Tax, Spending Package Signed; MBA Releases Statement on Final Version

MBA’s President and CEO Bob Broeksmit, CMB, commented on House passage of the Republican-led tax and spending package. President Trump signed the legislation into law on July 4.

“MBA is pleased that the final tax package preserves or strengthens – and makes permanent – numerous pro-housing and pro-economic growth tax provisions that were identified by our Board-level Tax Task Force, led by 2025 Chair-Elect Christine Chandler and Vice Chair Owen Lee. We believe these provisions will benefit homeowners and renters, increase housing production, and improve the financial outcomes of our single-family and commercial/multifamily members’ businesses.

“We thank the Trump administration and House and Senate leaders for focusing on these housing and real estate matters during this legislative process and look forward to President Donald Trump signing the bill into law.”

The package preserves–or in some cases enhances–key elements of the 2017 Tax Cuts and Jobs Act.

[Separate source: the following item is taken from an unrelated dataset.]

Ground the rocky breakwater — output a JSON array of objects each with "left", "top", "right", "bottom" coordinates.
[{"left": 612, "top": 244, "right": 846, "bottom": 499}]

Relevant MBA-supported tax policy elements include:

• Making permanent the 2017 individual rate structure and increased standard deduction.
• Maintaining and making permanent the 20% deduction in current law for Qualified Business Income under Section 199A–and expanding the deduction limit’s “phase-in” range.
• Allowing 100% bonus depreciation for certain qualifying properties and restoring/making permanent full expensing for new capital investments.
• Temporarily raising the current state and local tax (SALT) deduction cap to $40,000, with a $500,000 income cap that grows annually by 1% until it “snaps back” after five years.
• Permanently capping eligible mortgage acquisition debt interest deductibility (HELOCs eligible) at $750,000.
• Reinstating and making permanent the deductibility of mortgage insurance premiums (subject to AGI limitations).
• Making durable enhancements to the Low-Income Housing Tax Credit (LIHTC) program, e.g., providing a permanent 12% increase in 9% credit authority, while permanently lowering the bond financing test from 50 to 25%.
• Making a renewing set of rounds of the Opportunity Zones (OZ) program permanent–with needed reporting/programmatic tweaks.
• Permanently reinstating EBITDA for the calculation of business interest deductibility.
• Not altering the deferred tax treatment of MSRs, nor the tax code’s current “gain on sale” provision, Section 1031 Like Kind Exchange rules, carried interest provision, or capital gains rate.
• Additionally, as a result of advocacy from MBA and other industry stakeholders both the Section 899 proposal–and the provision restricting a passthrough entity’s ability to deduct state and local tax expenses–were removed from the final Senate legislation.